Some of my classmates have had offspring. (Yes, I know this is an awkward tense. I don't have the same classmates every semester.) I don't. Quite a lot of people really want to have babies, but it seems like so much work. Which is another opportunity for making something insane, again, to save new parents from the massive workload.
Diaper changing is a simple task that a new parent must do several times per day. I did it exactly once while helping one of my parent's friends. It smelled, but wasn't terribly difficult. Mostly I was afraid of screwing it up, because we were using the old fashioned pin-diapers. (Velcro diapers seem to be the rage now.) Baby would not like to be poked with a pin, I'm sure of it.
Okay, so place baby on a table. Table has scale, to detect presence of baby. Articulated arms lift baby's legs, remove old diaper, and provide powder, in case of excessive moisture. (Probably better to overpowder than underpowder. Diaper rash is sure to make the baby miserable, which makes the parent miserable.) New diaper is taken from compartment, and baby is slightly lifted.
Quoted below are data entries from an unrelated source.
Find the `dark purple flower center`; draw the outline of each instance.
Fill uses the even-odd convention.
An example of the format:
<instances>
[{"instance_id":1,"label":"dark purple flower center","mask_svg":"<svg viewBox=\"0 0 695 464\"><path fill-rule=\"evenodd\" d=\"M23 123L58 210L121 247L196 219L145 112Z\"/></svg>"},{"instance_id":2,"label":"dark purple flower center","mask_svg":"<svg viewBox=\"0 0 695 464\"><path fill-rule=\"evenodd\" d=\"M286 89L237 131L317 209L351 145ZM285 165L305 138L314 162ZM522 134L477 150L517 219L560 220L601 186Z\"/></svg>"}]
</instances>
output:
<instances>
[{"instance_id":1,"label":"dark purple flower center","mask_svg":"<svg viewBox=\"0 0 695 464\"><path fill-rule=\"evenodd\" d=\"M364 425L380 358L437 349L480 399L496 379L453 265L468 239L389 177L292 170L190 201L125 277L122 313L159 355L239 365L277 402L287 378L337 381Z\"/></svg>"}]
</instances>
Place diaper under baby, and close flaps to attach new diaper to baby. Place old diaper in old diaper compartment. Parent should now remove the cleaner and slightly better smelling baby.
Machine should track diaper usage to keep supplied, and should at no time ever mix new and old diapers, because, yuck. Old diapers should be dealt with by material. There are cloth diapers that can be washed and reused (but are often too thin to be effective, so you want to double up), there are disposable diapers that should be sealed and thrown away, and I think there's a third kind at this point, but not being a parent I am not familiar with it. Rather than identify diapers mechanically, I think diaper disposal should be the machine owner's (ie: the parent's) job. Disposal should be made in such a way that the parent need not actually touch the diapers to dispose of them if possible.
Since the machine can diaper faster than a human, this will lead to a slight increase in baby-hugging time, which is good for the baby's development. I also imagine hospitals enjoying this invention. You know, the maternity ward that current changes hundreds and hundreds of diapers by hand?